Am 27. August wird Papst Franziskus 21 neue Kardinäle ernennen oder „kreieren“, wie es im katholischen Jargon heißt. Diese Entscheidung hat Spekulationen über einen bevorstehenden Rücktritt des Papstes beflügelt. Wieder einmal, muss man hinzufügen. Der 85 Jahre alte Franziskus ist gesundheitlich seit einiger Zeit nicht mehr in bester Form. Und nun tun sich einige Fragen zu Entscheidungen seinerseits auf.

Da ist zum Beispiel die Frage, warum der Papst eine Konsistorium genannte Kardinalsversammlung Ende August einberuft, wo doch das öffentliche Leben in jener Jahreszeit in Italien und im Vatikan absolut stillsteht. Beobachter vermuten, der Papst habe also eine gewisse Eile oder zumindest einen guten Grund, das Kollegium, das einmal seinen Nachfolger wählen wird, in seinem Sinne aufzustocken. 

Kollegium wird von Franziskus geprägt

16 der neu ernannten Kardinäle sind unter 80 Jahre und wären in einem eventuellen Konklave wahlberechtigt. Mit der Neuernennung wird Franziskus das Kollegium dann sehr stark geprägt haben. Von den derzeit 132 Wahlberechtigten sind 83 und damit fast Zweidrittel von ihm ernannt. Ein Papst wird mit Zweidrittelmehrheit gewählt.

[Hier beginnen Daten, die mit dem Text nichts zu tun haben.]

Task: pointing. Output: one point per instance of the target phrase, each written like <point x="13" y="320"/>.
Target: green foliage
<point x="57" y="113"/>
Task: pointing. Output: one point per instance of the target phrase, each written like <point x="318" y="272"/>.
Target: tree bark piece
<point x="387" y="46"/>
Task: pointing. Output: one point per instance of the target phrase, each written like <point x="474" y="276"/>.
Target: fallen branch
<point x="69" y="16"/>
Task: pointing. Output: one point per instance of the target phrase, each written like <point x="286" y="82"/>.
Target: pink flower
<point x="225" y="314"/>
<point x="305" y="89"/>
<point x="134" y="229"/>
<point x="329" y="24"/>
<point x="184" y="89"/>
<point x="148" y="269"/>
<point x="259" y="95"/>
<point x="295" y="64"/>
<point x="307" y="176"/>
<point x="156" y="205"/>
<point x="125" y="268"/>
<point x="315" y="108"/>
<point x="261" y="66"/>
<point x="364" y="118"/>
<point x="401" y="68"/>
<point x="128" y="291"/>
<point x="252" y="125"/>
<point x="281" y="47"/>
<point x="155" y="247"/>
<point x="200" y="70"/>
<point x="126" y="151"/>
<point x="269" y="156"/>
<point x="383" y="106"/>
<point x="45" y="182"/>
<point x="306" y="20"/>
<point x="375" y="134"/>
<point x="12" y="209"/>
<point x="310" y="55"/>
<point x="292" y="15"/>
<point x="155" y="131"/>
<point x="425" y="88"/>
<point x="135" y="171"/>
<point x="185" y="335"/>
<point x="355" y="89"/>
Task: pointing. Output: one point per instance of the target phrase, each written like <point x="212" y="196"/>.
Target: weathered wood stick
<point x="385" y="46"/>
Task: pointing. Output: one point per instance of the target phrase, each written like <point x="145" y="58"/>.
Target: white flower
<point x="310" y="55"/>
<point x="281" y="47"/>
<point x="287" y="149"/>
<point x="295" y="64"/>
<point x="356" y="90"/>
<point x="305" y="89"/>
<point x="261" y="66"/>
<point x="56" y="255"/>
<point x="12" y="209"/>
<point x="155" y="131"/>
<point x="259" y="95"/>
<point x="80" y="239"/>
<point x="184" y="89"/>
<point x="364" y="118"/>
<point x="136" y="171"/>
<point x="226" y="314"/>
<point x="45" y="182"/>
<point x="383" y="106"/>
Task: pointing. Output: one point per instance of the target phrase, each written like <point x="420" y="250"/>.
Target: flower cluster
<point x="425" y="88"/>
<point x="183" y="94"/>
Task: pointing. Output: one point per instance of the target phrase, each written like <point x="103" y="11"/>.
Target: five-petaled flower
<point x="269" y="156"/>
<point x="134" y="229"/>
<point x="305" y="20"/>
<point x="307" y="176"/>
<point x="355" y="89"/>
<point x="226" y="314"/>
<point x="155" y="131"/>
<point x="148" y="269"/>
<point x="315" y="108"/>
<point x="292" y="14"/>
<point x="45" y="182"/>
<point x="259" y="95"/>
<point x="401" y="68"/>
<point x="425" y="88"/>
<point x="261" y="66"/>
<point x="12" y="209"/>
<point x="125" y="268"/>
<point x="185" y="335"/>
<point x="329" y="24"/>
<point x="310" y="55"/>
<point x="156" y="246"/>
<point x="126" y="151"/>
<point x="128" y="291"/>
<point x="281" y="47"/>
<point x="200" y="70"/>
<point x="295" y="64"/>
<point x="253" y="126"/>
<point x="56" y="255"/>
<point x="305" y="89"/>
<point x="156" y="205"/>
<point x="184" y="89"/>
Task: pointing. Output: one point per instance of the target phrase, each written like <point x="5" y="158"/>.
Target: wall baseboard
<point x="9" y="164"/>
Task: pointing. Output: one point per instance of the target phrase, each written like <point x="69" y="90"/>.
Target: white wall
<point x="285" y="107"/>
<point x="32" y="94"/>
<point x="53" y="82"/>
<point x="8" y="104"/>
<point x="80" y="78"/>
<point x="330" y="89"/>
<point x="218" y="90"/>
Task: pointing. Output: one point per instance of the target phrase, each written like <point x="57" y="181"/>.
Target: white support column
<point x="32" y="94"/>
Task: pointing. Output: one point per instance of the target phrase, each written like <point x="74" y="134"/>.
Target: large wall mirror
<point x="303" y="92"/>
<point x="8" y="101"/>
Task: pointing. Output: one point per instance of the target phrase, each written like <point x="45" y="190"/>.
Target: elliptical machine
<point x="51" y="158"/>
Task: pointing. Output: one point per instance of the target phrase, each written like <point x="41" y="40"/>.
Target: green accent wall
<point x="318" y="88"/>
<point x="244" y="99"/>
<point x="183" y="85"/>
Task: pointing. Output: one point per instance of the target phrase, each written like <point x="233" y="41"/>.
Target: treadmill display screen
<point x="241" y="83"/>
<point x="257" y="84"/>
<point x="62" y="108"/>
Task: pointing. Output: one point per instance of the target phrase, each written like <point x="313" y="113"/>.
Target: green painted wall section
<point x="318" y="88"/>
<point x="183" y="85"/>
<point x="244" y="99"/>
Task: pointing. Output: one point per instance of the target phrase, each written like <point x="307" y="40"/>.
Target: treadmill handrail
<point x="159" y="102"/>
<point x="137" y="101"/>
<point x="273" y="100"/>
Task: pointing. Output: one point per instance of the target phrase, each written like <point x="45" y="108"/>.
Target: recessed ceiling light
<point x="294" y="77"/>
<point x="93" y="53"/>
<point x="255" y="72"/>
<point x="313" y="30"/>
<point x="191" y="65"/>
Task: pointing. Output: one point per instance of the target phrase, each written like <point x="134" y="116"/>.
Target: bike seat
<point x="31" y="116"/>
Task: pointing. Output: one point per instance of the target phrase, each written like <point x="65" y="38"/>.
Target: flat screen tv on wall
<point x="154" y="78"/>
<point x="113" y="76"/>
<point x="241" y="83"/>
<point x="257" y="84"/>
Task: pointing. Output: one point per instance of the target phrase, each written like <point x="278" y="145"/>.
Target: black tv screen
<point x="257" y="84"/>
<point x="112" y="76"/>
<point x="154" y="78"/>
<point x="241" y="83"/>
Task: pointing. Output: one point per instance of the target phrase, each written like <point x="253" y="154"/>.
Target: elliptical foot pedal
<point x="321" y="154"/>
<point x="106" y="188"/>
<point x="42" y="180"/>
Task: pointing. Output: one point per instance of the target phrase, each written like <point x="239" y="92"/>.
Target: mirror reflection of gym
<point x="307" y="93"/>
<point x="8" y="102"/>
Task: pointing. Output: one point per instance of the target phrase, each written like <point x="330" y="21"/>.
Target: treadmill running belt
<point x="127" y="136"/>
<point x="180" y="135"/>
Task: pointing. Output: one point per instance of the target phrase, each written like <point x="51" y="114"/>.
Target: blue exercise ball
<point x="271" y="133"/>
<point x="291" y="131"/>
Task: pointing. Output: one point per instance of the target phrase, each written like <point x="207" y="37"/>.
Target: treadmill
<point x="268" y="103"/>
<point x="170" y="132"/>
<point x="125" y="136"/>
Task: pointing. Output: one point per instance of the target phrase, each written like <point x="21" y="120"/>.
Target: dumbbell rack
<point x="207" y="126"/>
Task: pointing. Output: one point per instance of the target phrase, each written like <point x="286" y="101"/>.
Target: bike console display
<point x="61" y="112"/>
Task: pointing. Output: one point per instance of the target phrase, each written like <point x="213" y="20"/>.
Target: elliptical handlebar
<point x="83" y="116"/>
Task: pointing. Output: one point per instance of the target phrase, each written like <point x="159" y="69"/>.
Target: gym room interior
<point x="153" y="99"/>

Die neuen Kardinäle stammen in einigen Fällen auch diesmal von den Rändern der Welt, etwa aus Osttimor, Singapur, der Mongolei oder Indien. Es ist ein offenes Geheimnis, dass ein Papst vor allem durch die Ernennung neuer Kardinäle auf den Kurs der Kirche nach seinem Pontifikat Einfluss nimmt. 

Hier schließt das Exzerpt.